According to the complaint, the proposed merger would violate the antitrust laws by reducing competition in many of the nation's most important telecommunications markets. These markets include:

  • Long distance services sold to residential customers in the U.S. In this market, WorldCom's share of residential telephone lines is approximately 19 percent, Sprint's market share is approximately 8 percent, and the combined share of the "Big 3" -- WorldCom, Sprint, and AT&T -- is approximately 80 percent.

  • Internet backbone services providing top-level connectivity throughout the U.S. Firms in this market provide internet backbone connectivity to internet service providers and internet users. WorldCom operates the largest internet backbone network, which carries approximately 37 percent of all internet traffic. Sprint operates the second largest backbone network, which carries approximately 16 percent of internet traffic.
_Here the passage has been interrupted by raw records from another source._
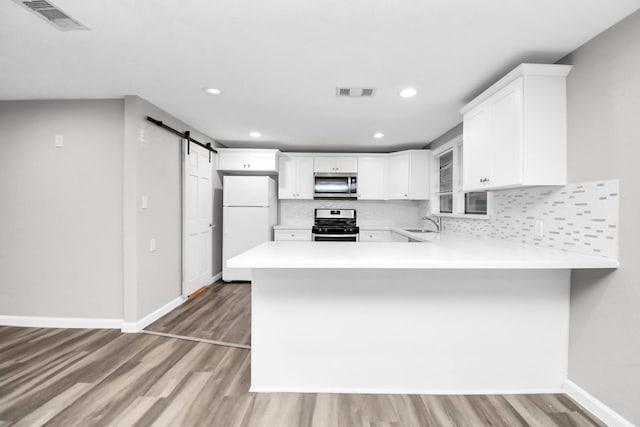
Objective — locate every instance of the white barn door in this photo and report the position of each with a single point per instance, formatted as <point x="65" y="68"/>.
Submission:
<point x="197" y="218"/>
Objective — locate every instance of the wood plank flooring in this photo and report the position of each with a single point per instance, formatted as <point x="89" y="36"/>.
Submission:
<point x="220" y="313"/>
<point x="76" y="377"/>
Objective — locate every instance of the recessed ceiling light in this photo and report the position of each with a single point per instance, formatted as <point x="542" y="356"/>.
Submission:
<point x="408" y="92"/>
<point x="212" y="90"/>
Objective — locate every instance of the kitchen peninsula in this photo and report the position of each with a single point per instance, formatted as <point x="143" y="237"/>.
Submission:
<point x="452" y="315"/>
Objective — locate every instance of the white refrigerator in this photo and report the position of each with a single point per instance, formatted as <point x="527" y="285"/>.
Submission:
<point x="250" y="211"/>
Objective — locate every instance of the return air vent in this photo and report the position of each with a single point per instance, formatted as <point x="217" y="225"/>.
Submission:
<point x="355" y="92"/>
<point x="52" y="14"/>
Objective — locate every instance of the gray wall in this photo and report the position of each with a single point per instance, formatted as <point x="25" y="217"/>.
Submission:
<point x="604" y="142"/>
<point x="152" y="167"/>
<point x="445" y="137"/>
<point x="61" y="212"/>
<point x="603" y="91"/>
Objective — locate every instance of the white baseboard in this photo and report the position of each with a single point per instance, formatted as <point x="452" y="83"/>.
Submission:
<point x="134" y="327"/>
<point x="445" y="392"/>
<point x="595" y="406"/>
<point x="215" y="278"/>
<point x="60" y="322"/>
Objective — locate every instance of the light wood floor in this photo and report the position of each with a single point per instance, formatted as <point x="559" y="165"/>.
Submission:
<point x="76" y="377"/>
<point x="221" y="313"/>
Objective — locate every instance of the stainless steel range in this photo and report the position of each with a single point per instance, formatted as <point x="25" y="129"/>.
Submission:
<point x="335" y="225"/>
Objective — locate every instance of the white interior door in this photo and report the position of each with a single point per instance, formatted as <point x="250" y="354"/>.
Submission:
<point x="197" y="217"/>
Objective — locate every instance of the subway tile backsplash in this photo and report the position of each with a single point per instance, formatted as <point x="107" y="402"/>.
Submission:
<point x="577" y="218"/>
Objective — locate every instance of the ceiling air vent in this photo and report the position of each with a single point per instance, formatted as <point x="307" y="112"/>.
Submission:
<point x="355" y="92"/>
<point x="52" y="14"/>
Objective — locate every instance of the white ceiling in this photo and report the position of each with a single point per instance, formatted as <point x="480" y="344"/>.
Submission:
<point x="278" y="62"/>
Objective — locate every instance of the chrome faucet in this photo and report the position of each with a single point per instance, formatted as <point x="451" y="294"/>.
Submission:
<point x="435" y="220"/>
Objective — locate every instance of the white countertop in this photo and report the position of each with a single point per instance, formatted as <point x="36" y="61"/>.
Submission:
<point x="446" y="251"/>
<point x="293" y="226"/>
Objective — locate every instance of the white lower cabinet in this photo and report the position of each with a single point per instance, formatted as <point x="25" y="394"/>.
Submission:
<point x="375" y="235"/>
<point x="297" y="234"/>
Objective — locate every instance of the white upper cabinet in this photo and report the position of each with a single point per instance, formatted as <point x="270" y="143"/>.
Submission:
<point x="372" y="178"/>
<point x="248" y="160"/>
<point x="409" y="175"/>
<point x="295" y="180"/>
<point x="514" y="133"/>
<point x="335" y="164"/>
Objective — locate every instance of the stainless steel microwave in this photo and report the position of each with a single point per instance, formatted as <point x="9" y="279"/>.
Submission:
<point x="335" y="186"/>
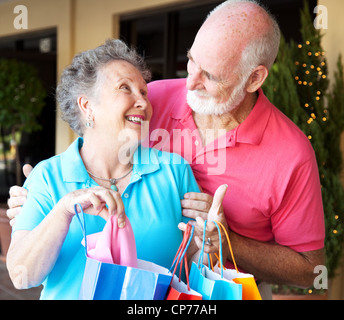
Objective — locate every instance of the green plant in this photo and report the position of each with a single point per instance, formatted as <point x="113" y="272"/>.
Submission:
<point x="21" y="101"/>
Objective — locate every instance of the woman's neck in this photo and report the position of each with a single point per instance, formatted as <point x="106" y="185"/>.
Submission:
<point x="105" y="161"/>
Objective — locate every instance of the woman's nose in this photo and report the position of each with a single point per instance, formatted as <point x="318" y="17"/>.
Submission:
<point x="142" y="102"/>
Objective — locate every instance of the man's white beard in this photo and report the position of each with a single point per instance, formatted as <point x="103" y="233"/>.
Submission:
<point x="209" y="106"/>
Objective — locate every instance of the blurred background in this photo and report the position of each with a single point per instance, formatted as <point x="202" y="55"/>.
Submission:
<point x="46" y="34"/>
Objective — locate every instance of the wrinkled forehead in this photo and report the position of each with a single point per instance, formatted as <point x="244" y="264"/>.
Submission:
<point x="219" y="44"/>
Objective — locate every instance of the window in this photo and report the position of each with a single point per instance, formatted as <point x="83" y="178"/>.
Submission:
<point x="163" y="37"/>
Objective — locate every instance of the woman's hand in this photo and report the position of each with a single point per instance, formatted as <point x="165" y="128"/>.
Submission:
<point x="97" y="201"/>
<point x="201" y="206"/>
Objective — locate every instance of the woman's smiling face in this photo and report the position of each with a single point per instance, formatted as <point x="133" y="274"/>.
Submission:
<point x="121" y="100"/>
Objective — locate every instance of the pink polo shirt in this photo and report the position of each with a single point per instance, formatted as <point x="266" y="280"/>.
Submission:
<point x="274" y="192"/>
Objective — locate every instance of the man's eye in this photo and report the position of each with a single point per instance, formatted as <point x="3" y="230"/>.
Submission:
<point x="124" y="87"/>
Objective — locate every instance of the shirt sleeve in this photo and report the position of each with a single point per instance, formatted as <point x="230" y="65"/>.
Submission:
<point x="189" y="184"/>
<point x="299" y="222"/>
<point x="38" y="204"/>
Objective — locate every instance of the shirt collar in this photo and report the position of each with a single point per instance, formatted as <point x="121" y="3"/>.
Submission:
<point x="146" y="161"/>
<point x="252" y="129"/>
<point x="73" y="168"/>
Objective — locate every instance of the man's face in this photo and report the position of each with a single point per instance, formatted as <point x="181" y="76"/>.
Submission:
<point x="213" y="92"/>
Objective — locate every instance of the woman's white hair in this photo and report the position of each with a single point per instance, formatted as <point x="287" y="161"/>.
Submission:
<point x="80" y="77"/>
  • International long distance services between the U.S. and more than 50 foreign countries. In each of these markets, the combined share of WorldCom and Sprint is at least 30 percent, and the combined share of the Big 3 is at least 80 percent.

  • International private line services between the U.S. and more than 60 foreign countries. Firms in this market provide dedicated circuits between the U.S. and a foreign country exclusively for the use of a particular customer located in the U.S. for point-to-point communications. In each of these markets, the combined share of WorldCom and Sprint is at least 37 percent, and the combined share of the Big 3 is at least 82 percent. The merged company would have a monopoly on private line services between the U.S. and at least 12 countries.

  • Data network services to large business customers in the U.S. This market includes inter-lata data services for large businesses provided by means of private lines and X.25, asynchronous transfer mode (ATM) and frame relay data network protocols. Each of these markets, and the market for data network services combined, are dominated by the Big 3.

  • Custom network services for very large businesses in the U.S. Very large businesses have complex telecommunications needs and usually purchase these services in customized bundles. These customized bundles commonly include both simple telecommunications services (e.g., switched wireline voice service) and the most advanced and complex services (e.g., managed data networks that connect hundreds of locations with exacting quality-of-service guarantees, enhanced toll-free voice services with advanced features). The Big 3 dominate the custom network services market. Other carriers account for only a handful of contracts for such customized bundled services.

"Other carriers have entered the market on a much smaller scale," Klein said. "But none has produced beneficial effects on competition comparable in magnitude to the effects produced by competition between WorldCom and Sprint, and between those companies and AT&T."

WorldCom (formerly MCI WorldCom Inc.), which had revenues of $37 billion in 1999, is a Georgia corporation headquartered in Clinton, Mississippi. It is one of the largest global telecommunications providers, with operations in more than 65 countries and more than 22 million residential and business customers worldwide.

Sprint, which had revenues of approximately $17 billion in 1999, is a Kansas corporation headquartered in Westwood, Kansas. It is one of the largest U.S. telecommunications providers, serving more than 17 million residential and business customers.

The parties cannot consummate the transaction until they obtain regulatory approvals from the Federal Communications Commission and numerous state public utilities commissions in the U.S., as well as from the Commission of the European Communities and Brazilian antitrust authorities.